Девушка и ночь (Мюссо) - страница 49

Мне плохо запомнились две недели, что я провел в обществе тетушки и матери, с которыми виделся каждый божий день. В доме царила странная атмосфера. Короткие, промозглые и безрадостные дни шли своим чередом. Мне казалось, что мы втроем находимся не то в больнице, не то в санатории. Мать с тетушкой ухаживали за мной, а я за ними. Иногда вечерами мать пекла блинчики, и мы лениво поедали их, сидя на диване перед телевизором и просматривая старый сериал «Коломбо: Настоящий друг» или фильм «Убийство Деда Мороза»[71], который я видел уже бог знает в какой раз.

За все время пребывания у тетушки я ни разу не открыл тетради ни по математике, ни по физике. А чтобы избавиться от тревог и вырваться из плена сегодняшнего дня, занимался тем, что делал всегда: читал романы. Я уже говорил, что плохо помнил те две недели, зато я хорошо запомнил все книги, которые прочитал. Так вот, тогда, в конце 1992 года, я маялся вместе с братьями-близнецами из «Толстой тетради»[72], пытавшимися, невзирая на человеческую жестокость, выжить на территории, пострадавшей от войны. В Фор-де-Франсе я бродил по креольскому кварталу в «Тексако»[73], затем продирался сквозь амазонский лес в «Старике, который читал любовные романы»[74]. Я метался меж танков во время Пражской весны, размышляя над «Невыносимой легкостью бытия»[75]. Романы хоть и не исцелили меня, зато на короткое время избавили меня от тяжести моего собственного бытия. Они послужили мне своего рода декомпрессионной камерой. Они стали защитой от обрушившегося на меня страха.

В тот период времени, когда солнце никогда не всходило, у меня каждое утро было ощущение, что наступает мой последний день свободы. Всякий раз, когда по дороге проезжала машина, я думал, что это жандармы и пожаловали они по мою душу. А однажды, когда в дверь позвонили, я, решив, что ни за что не пойду в тюрьму, забрался на мансарду, чтобы в случае чего успеть броситься в пустоту.

4

Но никто по мою душу не пожаловал. Ни в Ландах, ни на Лазурном Берегу.
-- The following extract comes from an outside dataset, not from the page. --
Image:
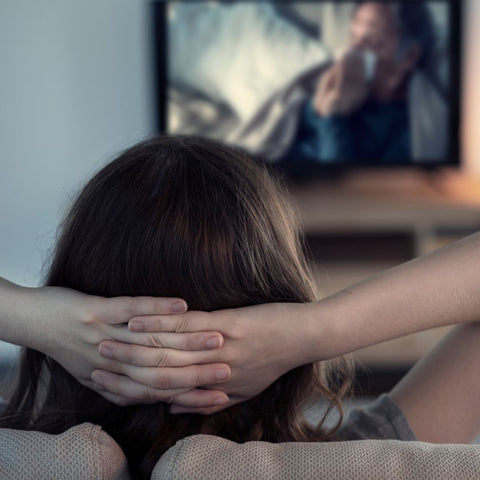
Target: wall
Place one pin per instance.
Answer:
(74, 89)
В январе, когда в Сент-Экзе возобновились занятия, жизнь вошла в привычную колею. Или почти привычную. В то время имя Алексиса Клемана было у всех на устах, но не потому, что его оплакивали, а потому, что многие злословили по поводу ходивших вокруг него слухов: что Винка давно состояла в тайной связи со своим преподавателем и что они вдвоем куда-то сбежали. Подобно всем скандальным историям, эта вызывала наиживейший интерес у всего преподавательского сообщества. Каждый считал нужным поделиться своим мнением, известной только ему тайной или какой-нибудь занятной подробностью. Этой компании явно доставляло удовольствие глумиться над ближними. Злые языки, раз распустившись, судачили без удержу. В сплетнях погрязли даже учителя, которыми я еще недавно восхищался за их почтительное отношение к окружающим. Они с радостью состязались друг с другом в остроумии, от которого меня с души воротило. Впрочем, некоторые все же сохраняли достоинство. К примеру, Жан-Кристоф Графф, мой учитель французского, и мадемуазель Девилль, преподававшая английскую литературу в подготовительных классах. Я не бывал у нее на занятиях, но слышал ее крылатые слова, которые моя мать часто повторяла у себя в кабинете: «Не будем унижаться до общения с заурядностью, ибо это заразная болезнь».